CES 2007: The battle for the digital home - analyst opinion

Get ready for the battle for the digital home: CES and Macworld are just a few days away and both will lure you with new media center devices. Behind the scenes, Apple, Microsoft, Intel, and AMD are assembling the core technologies, but the front end is more interesting: HP, Dell and Apple will be the primary vendors making a run at this new market. Let's have a closer look.

Currently, the digital home market is a big mess of offerings with little of the standardization that should define a consumer-oriented market. There is way too much visible technology and the truly good solutions are often defined by the tens of thousands of dollars they cost and massive amount of professional services they require to get installed.

The biggest problem has been content, or more accurately, the lack of good content as content owners in response to media pirating have gone down the questionable path of largely punishing people who buy their content because they don't seem to be effective at going after the folks that don't. Movies and Music are the only two things I know of that are actually more valuable if they are obtained illegally than if they are purchased: Illegal content can be used everywhere while legally purchased content comes with so many restrictions that I often wonder why any of us buy it twice.

What I find rather interesting is that, when Apple brought the iPod out, they demonstrated how to present a technology product to a consumer electronics audience. They focused on making the product easy to use, making content easily available, created a solid sexy industrial design and marketed the key product features of "fun" and "semi-exclusive" to an ever growing audience of consumers who even surprised Apple with their incredibly eager response.

For years after the launch of the iPod, competing vendors have largely ignored the Apple lesson and focused instead on technology and ignored, in particular, the importance of ease of use and marketing in making a product successful. HP probably came closest to such a product that, however, was never actually launched. The reason we know is that, after Steve Jobs had learned about the product, he called HP CEO Carly Fiorina and convinced her to license his product. Steve implied that HP could actually end up selling more of them than Apple given HP's better retail presence and the firm's potential capability to transcode (get iTunes music to work on their Windows Media Center natively).

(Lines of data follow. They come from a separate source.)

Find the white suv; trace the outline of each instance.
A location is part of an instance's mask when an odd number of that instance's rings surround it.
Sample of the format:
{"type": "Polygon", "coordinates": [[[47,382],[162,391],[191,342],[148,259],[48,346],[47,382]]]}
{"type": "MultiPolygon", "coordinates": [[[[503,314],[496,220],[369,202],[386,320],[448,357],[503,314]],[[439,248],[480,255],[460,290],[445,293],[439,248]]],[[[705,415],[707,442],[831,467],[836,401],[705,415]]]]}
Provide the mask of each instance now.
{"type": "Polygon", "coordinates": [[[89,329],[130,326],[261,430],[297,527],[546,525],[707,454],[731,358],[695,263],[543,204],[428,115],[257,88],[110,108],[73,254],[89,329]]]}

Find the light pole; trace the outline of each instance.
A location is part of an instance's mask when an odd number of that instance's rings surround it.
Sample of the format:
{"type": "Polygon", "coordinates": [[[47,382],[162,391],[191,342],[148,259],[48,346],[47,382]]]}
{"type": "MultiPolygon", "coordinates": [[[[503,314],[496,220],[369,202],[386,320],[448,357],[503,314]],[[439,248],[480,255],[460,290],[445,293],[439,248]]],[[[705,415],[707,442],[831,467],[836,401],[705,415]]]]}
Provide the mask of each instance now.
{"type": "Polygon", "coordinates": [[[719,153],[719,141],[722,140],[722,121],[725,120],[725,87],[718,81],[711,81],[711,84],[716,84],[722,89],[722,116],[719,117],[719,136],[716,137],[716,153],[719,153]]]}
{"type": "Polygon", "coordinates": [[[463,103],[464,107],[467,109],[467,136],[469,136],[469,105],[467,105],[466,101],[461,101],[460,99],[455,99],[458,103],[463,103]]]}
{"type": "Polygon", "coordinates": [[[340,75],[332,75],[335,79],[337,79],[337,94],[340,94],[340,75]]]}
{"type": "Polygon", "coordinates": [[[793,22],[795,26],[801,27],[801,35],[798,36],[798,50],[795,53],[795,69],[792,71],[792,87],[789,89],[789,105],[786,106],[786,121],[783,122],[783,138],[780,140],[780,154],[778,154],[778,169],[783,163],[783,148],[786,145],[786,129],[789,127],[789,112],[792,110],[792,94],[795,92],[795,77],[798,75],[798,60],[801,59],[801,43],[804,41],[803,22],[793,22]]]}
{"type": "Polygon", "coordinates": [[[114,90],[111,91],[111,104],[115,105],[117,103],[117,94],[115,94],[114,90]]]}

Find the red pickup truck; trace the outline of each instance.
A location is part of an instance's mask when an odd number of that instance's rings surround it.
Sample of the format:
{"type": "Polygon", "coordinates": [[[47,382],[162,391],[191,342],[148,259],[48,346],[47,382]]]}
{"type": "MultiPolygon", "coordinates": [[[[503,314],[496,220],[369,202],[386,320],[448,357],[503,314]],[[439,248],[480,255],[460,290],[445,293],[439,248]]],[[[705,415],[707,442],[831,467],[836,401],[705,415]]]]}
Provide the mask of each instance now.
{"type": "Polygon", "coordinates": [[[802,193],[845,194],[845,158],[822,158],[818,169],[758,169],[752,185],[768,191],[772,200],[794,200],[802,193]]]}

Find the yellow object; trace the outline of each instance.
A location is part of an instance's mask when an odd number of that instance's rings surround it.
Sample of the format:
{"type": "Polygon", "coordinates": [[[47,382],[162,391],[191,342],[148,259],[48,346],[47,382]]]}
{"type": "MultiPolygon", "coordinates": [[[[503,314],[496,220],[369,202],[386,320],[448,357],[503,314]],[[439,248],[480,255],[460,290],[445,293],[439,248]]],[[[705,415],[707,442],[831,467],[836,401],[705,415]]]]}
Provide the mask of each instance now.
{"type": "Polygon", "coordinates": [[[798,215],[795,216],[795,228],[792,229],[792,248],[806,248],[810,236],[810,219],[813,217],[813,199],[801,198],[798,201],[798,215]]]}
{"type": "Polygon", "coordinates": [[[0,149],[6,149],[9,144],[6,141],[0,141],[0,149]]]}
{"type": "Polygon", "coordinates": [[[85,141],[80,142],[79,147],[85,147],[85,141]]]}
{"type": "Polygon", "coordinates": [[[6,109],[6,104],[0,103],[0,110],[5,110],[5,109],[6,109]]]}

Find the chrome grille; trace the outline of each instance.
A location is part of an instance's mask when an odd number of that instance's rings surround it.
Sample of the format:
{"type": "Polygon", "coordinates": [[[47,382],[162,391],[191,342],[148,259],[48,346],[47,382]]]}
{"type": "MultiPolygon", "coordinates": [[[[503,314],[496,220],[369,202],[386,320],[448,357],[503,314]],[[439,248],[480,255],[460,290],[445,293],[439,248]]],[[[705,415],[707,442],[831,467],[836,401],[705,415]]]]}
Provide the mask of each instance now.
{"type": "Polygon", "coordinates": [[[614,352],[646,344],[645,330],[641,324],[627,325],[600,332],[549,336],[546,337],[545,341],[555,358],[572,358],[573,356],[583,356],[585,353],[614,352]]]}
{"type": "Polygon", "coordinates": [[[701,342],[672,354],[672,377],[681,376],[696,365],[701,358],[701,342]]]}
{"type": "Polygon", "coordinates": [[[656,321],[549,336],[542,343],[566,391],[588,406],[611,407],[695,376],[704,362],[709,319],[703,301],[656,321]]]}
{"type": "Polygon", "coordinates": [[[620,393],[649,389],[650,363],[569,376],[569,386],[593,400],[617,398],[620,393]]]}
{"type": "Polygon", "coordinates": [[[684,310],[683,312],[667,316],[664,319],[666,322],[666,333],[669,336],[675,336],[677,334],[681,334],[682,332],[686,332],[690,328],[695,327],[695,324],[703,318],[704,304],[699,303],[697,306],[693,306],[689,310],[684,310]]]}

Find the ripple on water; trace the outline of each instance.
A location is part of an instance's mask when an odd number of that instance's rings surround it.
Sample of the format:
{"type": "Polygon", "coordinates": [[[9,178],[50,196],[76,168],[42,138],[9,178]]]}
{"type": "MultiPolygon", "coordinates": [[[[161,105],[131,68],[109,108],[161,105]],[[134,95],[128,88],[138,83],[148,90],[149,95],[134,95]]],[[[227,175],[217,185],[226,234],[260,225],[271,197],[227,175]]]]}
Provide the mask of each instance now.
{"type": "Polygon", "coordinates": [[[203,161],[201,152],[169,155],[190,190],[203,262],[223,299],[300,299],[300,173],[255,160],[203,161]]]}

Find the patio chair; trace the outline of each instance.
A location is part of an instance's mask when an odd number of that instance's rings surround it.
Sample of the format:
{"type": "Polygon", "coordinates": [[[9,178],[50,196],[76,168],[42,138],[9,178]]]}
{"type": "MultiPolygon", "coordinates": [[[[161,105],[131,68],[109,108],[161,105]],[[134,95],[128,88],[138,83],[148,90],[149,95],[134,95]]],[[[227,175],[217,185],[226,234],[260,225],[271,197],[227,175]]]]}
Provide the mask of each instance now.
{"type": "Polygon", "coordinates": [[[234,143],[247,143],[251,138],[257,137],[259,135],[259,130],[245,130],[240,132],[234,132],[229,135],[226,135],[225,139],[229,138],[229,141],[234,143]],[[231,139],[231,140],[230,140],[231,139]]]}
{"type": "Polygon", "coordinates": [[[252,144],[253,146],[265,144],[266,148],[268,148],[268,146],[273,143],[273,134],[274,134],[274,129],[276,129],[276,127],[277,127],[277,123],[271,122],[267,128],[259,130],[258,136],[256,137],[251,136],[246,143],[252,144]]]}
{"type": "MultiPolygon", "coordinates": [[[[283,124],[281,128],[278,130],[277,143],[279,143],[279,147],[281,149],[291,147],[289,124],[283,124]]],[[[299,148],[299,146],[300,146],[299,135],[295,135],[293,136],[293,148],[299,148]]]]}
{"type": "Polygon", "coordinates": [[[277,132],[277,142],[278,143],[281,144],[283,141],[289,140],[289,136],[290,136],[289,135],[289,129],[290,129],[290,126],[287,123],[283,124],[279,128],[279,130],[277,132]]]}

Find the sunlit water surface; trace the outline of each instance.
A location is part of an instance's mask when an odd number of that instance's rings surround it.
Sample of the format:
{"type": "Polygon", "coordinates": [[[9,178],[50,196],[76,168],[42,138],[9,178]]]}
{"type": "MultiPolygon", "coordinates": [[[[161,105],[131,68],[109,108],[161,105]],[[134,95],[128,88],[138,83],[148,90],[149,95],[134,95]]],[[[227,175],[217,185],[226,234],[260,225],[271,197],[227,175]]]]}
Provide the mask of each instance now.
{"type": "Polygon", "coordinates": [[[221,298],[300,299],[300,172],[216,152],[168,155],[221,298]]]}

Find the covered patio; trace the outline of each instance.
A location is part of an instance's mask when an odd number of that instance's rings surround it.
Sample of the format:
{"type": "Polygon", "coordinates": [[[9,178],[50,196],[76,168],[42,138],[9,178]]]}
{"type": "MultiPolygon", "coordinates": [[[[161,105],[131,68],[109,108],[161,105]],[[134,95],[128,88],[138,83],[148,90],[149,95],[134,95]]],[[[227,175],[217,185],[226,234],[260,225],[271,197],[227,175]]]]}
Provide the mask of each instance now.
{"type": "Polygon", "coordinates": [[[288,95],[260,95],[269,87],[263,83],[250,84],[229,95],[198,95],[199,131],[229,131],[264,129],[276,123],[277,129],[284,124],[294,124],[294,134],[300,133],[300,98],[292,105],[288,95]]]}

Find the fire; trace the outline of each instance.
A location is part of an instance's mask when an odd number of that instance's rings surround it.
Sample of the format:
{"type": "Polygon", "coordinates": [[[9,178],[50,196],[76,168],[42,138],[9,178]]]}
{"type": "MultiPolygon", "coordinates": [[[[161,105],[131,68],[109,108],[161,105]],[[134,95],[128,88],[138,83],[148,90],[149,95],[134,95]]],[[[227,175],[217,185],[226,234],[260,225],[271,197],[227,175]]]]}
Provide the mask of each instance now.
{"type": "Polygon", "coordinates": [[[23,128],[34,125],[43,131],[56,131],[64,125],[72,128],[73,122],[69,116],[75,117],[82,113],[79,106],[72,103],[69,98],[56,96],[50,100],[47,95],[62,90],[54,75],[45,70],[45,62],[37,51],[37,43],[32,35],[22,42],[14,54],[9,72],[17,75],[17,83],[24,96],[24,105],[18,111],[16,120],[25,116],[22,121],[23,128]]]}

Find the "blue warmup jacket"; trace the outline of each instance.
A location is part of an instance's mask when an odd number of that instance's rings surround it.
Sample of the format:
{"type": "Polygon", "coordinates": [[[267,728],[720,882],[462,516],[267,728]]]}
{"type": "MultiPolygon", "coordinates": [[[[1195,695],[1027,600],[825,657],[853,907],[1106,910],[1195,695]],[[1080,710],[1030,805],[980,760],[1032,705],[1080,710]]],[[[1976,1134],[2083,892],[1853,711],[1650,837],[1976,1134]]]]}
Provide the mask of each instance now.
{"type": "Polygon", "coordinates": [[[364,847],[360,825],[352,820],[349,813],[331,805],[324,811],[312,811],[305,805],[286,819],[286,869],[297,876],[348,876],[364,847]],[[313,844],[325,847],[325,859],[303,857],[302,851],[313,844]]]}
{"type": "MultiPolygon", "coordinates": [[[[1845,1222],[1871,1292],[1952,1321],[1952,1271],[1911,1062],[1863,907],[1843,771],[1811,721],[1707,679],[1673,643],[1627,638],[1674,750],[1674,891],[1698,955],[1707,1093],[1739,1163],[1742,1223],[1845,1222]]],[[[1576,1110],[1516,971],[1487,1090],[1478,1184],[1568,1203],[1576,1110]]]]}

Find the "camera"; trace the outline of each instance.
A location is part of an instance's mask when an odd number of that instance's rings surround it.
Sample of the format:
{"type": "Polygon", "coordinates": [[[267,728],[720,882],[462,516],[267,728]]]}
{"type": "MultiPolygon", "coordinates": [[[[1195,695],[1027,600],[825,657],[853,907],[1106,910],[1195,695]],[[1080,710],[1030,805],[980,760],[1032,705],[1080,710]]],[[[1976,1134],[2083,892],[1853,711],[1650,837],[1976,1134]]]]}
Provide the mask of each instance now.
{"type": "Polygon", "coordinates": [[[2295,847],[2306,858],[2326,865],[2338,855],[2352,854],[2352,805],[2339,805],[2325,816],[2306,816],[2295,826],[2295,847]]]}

Of course transcoding wasn't allowed (doing this while protecting the DRM aspect of the file was incredibly difficult anyway) and Jobs denied all requests for custom colors (including black) indicating they were inappropriate for the product.

While this deal may come back to haunt Apple during their own iPod anti-trust trial which was disclosed by Apple's board a few days ago (much like similar Microsoft actions did) it did prevent HP from entering and Apple remains predominant. However, one challenger did step up and after doing a deal with Real Networks (Rhapsody) and Best Buy, Sandisk now has 18% of this market and for much of last year was the fastest growing vendor in it. This suggests at least one competing vendor is learning.

Still, Apple enters 2007 as the company in the pole position with the best chance of having the next generation of market leading offerings which are expected to include their iTV, their iPod Phone, and media enhancements (including hardware design changes) that make them better products for media in and around the home. Interesting enough, even though Apple doesn't do car audio, they've turned the iPod into a decent automotive accessory and many use it today instead of their nearly obsolete automotive CD changers and players.

Even though it isn't particularly elegant as a media distribution solution, Apple's iPod effectively addresses all but the game category of media now and all areas of the home and car through iPod accessories.

Some of the best offerings you are likely to see will address one or two media types and four of the five areas that you may want to consume media in. A lot of the products you'll see will try to address everything but probably won't do any one thing well enough to be successful (sometimes products that do one thing well like Sonos with music or Tivo for TV will still be best for many of us.)

However, there will be one or two vendors who will come very close to getting this right - other than Apple this year. I already got a look into Bill Gates' keynote and he will be attempting (and it is a good attempt!) to catch Apple napping and it won't be until Steve Jobs presents that we will know which CEO was the most successful.